The external fixation plate on a gastrostomy prevents the tube from being drawn into the gastro-intestinal tract by peristalsis. It should not be removed, and replaced if faulty. It needs to be turned 90° daily to allow the site to be inspected and cleaned. The tube should also be rotated and pushed slightly to prevent it from becoming adherent to the gastric mucosa of the abdominal wall and epithelialised (Rollins 1998), which is known as bumper syndrome.

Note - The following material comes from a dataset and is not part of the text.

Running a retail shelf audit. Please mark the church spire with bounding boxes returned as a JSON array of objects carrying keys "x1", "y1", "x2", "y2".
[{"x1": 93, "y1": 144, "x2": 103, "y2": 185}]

Balloon retained gastrostomy tubes are increasingly becoming the choice of feeding for long term community feeders, as they can be replaced more easily and by the patient or carer. Generally, these are only sited when a stoma has already been formed by prior PEG insertion. A balloon inflated by sterile water holds the tube in place, which needs re-inflating about once a week; although some more modern tubes may be checked less frequently. Balloon gastrostomy tubes need replacing every 2-3 months and arrangements should be made for further supplies of spares. Prompt replacement is crucial to avoid closure of the stoma. Balloon gastrostomy tubes are particularly favourable in those HETF patients for whom the endoscopy procedure is traumatic or the practicality of transporting the patient to hospital is hard.
There are complications associated with PEG feeding: Soreness at the stoma site is not uncommon, and this may involve redness, inflammation and sometimes smelly discharge. Some neurological patients have reported feeling very poorly for a few days following the procedure, which may be a consequence of the anaesthetic. Blocked tubes are a common problem, though good practice of caring for the tube should prevent this; unfortunately in the nursing home environment, with frequently changing staff and bank nurses, the incidence of blocked tubes is quite high (Collier 1999). Intolerance of feed may be reported, which may be iatogenic or pathogenic in origin, or may be helped by changing the feed, on which the dietitian will advise.